I got the discipline, and a reasonably good education.


Even this meager sustenance ended when I was sixteen and my father died.

The lessons in Verse, Stitchery, and Dance were stopped on that day. My stepmother insisted that at sixteen a woman had learned all there was to know; now she had to prepare herself for marriage.

As frightening as that notion was, I accepted it, for that was the way of the world. I had been brought up to expect an arrangement to be made to a man of good birth and some means, who, I was assured, would be kind and overlook my witch’s . . . my clubfoot.

“We shall look for a prospect among the rising trades,” Sarah told my father one day, shortly before his death. “They’ve got fortunes, little land to burden them, and are not so choosy about their wives as long as they are genteel. I shall begin immediately.”

“Make sure he has something of pleasing person,” my father said, patting me kindly on the cheek. “My little Persia should have a handsome beau if he can be found. Eh? Wouldn’t you like a handsome husband?”

I did not want any husband but I could not disappoint my father, whose eyes pleaded with me to set his mind at rest on the topic. I smiled weakly.

“There!” Papa returned the smile. “Find my girl a handsome man of good fortune and respectable birth, my dear wife. Those are your instructions.”

“To be sure,” Sarah replied dryly, “though it will be a near impossibility to find an eligible man of means in this frozen backwater. Too many pinch-pursed Scots presbyters or secret Papists for my liking.”

“If anyone can do it, you can, Sarah my dear.”

“And I shall,” my stepmother returned.

Papa died shortly after that conversation, and the subject of husbands sank, thankfully, under the pressing concerns of Estate Settlements and Portion Allotments. I was surprised to learn that my father, who always struck me as a dreamy and, it pains me to say, ineffectual man, had the foresight to purchase joint-stock in the fledgling East India Company now beginning to take flight over the spice trade. These shares he left to me, not to his estate where they would be under the control of my stepmother. Sarah soared into a rage when the solicitor informed her. He also took the opportunity to tell me that I was now something of an heiress.

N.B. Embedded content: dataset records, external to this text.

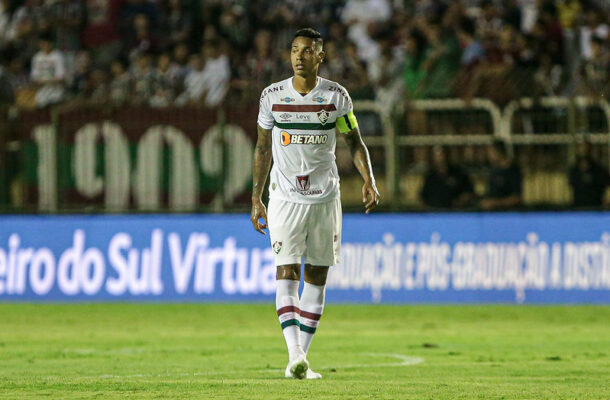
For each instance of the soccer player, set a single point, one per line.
(298, 121)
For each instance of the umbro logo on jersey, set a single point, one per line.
(288, 138)
(323, 116)
(303, 182)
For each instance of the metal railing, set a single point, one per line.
(192, 159)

The news depressed me. Now a husband would be found as soon as my mourning ended. I was ‘too ripe a plum’ to be left unmarried, as the solicitor jovially put it at the reading of the will. Sarah sniffed at him, shooting me a baleful look that sent the hair rising over my arms, and said nothing. I was sure my time at the Great House at Little Ithlington was coming to an end.

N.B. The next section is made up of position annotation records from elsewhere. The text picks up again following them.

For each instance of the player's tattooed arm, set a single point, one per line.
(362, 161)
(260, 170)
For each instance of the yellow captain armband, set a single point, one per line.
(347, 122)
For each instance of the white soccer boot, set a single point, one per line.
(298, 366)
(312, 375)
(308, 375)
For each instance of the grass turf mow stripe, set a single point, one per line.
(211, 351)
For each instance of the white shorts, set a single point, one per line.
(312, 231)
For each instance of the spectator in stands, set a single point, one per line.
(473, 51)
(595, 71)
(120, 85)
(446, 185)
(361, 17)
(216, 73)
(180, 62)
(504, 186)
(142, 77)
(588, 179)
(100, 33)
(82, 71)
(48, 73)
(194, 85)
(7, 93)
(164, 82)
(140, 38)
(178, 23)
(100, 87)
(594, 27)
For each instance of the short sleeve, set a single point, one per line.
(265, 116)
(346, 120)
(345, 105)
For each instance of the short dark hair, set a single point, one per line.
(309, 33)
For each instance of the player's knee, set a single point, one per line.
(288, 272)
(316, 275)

But then time passed, and no match was made. I slipped from one year to the next, happily I thought, as I could be with my impediment and friendless life, and wondered. What could my stepmother be planning for me?

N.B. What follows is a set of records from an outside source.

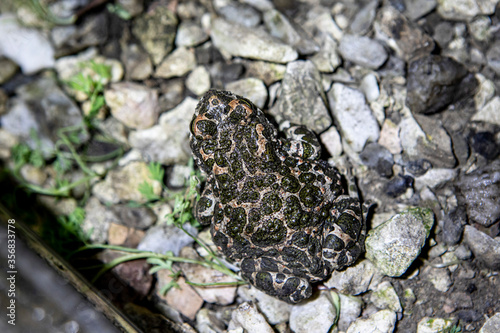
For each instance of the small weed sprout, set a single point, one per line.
(181, 214)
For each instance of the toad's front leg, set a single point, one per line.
(264, 275)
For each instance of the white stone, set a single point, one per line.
(485, 92)
(235, 40)
(135, 105)
(167, 142)
(490, 113)
(384, 297)
(332, 141)
(275, 310)
(369, 86)
(26, 47)
(198, 81)
(252, 88)
(350, 309)
(357, 123)
(249, 318)
(393, 245)
(354, 280)
(434, 325)
(465, 9)
(389, 137)
(362, 51)
(433, 178)
(177, 63)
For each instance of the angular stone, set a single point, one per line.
(396, 243)
(289, 32)
(178, 63)
(434, 82)
(406, 39)
(362, 51)
(135, 105)
(357, 123)
(156, 29)
(236, 40)
(302, 100)
(167, 142)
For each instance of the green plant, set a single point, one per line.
(92, 86)
(119, 11)
(181, 214)
(145, 188)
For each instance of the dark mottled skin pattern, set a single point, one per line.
(273, 207)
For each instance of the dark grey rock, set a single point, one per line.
(443, 34)
(405, 38)
(485, 144)
(434, 82)
(363, 20)
(480, 191)
(453, 226)
(398, 185)
(222, 73)
(378, 157)
(436, 147)
(91, 30)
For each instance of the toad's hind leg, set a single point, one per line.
(343, 233)
(288, 288)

I found out soon after my day of birth, which was on Midsummer’s Eve. I was twenty-two.


Sarah Eames arrived home one week later. From the opened window of my chamber I heard the gravel of our drive scatter away from the wheels of her new-sprung chaise, horses champing and slavering, and Coachman Bobbet cursing imprecations as he drove over a corner of the scythed lawn in the dark.

I hunkered down in my bed. The commotion of unloading boxes and the murmurs of unready, apologetic servants was unwelcome music. The July night was suffocating; insects whirred sullenly about the rushlight. Despite this I threw the linen over my head to blot out the sound of my stepmother’s voice echoing up the staircase as cutting as ever, undulled by a two-day journey from Town.

Then, silence. Uneasily I sank back into sleep, wondering what urgent matter sent the practical Sarah traveling over bad roads on a moonless night.

The day dawned with vicious heat. The well water had begun to taste brackish, and everywhere were complaints of the miserable corn crop, plump heads of rye and brake shriveling under the sun’s merciless pounding.